Bolling: The Real Problem with Social Security

In his State of the Union address last night, President Biden accused “some Republicans” of wanting to cut Social Security and Medicare benefits for seniors. Of course, that is not true, but Biden knows that Social Security and Medicare can be a potent political issue, so why let the facts …. and the truth …. stand in the way of a good political argument?

But what are the facts regarding Social Security, and solvency of the Social Security Trust Fund? Simply put, more people are receiving benefits from Social Security than there are workers paying into the Social Security Trust Fund. As a result, current estimates are that the Social Security Trust Fund will be unable to meet its obligations in 2035.

Clearly, something must be done to sure up the Trust Fund so Social Security will remain available to current and future retirees. There are actually only three ways to do this – 1) you reduce benefits for current or future retirees, or 2) you push back the age at which recipients become fully vested in these benefits, or 3) you increase the amount of money going into the Trust Fund, and that means higher social security taxes for workers and their employers.

(Yes, I know that some would like to give younger workers the option of privatizing their social security accounts, believing they could do better than the government in investing this money over time, but that is not going to happen.

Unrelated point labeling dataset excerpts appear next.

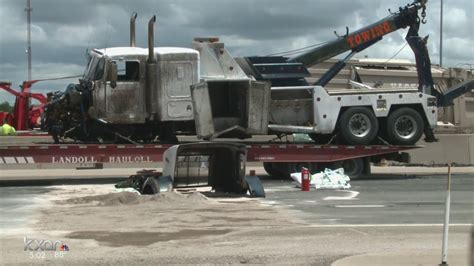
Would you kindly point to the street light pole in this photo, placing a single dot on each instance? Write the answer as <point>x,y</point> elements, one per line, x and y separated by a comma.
<point>28,10</point>
<point>441,36</point>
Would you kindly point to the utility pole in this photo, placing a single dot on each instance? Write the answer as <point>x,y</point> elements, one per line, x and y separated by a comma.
<point>28,10</point>
<point>441,36</point>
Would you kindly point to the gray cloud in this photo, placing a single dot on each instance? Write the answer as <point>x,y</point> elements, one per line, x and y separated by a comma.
<point>63,31</point>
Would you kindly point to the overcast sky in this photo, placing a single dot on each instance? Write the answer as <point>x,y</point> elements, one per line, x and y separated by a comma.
<point>63,31</point>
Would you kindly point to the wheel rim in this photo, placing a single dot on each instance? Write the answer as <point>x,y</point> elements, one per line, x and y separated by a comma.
<point>360,125</point>
<point>405,127</point>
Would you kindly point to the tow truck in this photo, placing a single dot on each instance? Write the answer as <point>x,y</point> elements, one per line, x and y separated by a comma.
<point>136,94</point>
<point>210,109</point>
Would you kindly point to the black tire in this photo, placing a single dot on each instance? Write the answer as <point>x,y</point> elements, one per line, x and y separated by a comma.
<point>270,169</point>
<point>150,187</point>
<point>358,126</point>
<point>321,138</point>
<point>404,126</point>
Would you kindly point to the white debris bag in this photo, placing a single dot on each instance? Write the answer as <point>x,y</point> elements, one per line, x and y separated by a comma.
<point>327,179</point>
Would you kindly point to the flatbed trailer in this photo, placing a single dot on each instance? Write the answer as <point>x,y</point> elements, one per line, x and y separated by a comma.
<point>278,158</point>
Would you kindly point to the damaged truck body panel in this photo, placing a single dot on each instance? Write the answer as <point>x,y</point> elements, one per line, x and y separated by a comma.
<point>218,165</point>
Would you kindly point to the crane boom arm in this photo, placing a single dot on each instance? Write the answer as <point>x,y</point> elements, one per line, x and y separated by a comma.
<point>362,38</point>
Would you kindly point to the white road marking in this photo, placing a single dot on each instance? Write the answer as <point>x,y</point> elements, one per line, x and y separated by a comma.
<point>360,206</point>
<point>352,196</point>
<point>386,225</point>
<point>358,231</point>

There simply aren’t enough people in Congress to support such a proposal, and it would quickly become a divisive political issue that would be devastating to anyone openly supporting it.)

Frankly, no one wants to reduce benefits for current or future retirees, and very few people are open to pushing back the age for full benefit vesting, because both of these solutions would pose serious political risks for anyone proposing such changes. This leaves the issue of taxes.

Currently, workers pay 6.2% of their earnings into the Social Security Trust Fund, and their employer contributes another 6.2%, making the total contribution for each employee 12.4% of earnings. (BTW, self-employed persons have to contribute the full 12.4% on their own.)

However, these contributions only apply to the first $160,200 of an employee’s earnings. Any earnings over this amount are not taxed.

One Senator – Senator Joe Manchin from West Virginia, who is actually a Democrat, not a Republican – has proposed increasing the $160,200 cap, which would generate more funding for the Social Security Trust Fund and extend the life of the fund. This may well be the least offensive way to solve this problem because it would not impact most workers. (Only about 7% of U.S. workers earn more than $160,200/year.)

These same challenges currently face Medicare’s Hospital Insurance Trust Fund, which could be unable to fully pay its bills as early as 2026-2028 unless steps are taken to sure up that fund.

Here’s the bottom line. No one wants to adversely impact anyone who is currently receiving Social Security or Medicare benefits, but doing nothing to sure up the solvency of these trust funds is not an answer. That would eventually harm everyone.

There are no easy answers, and there are no pain free answers, but this issue deserves more serious policy discussion and less political hyperbole like Biden spewed forth last night.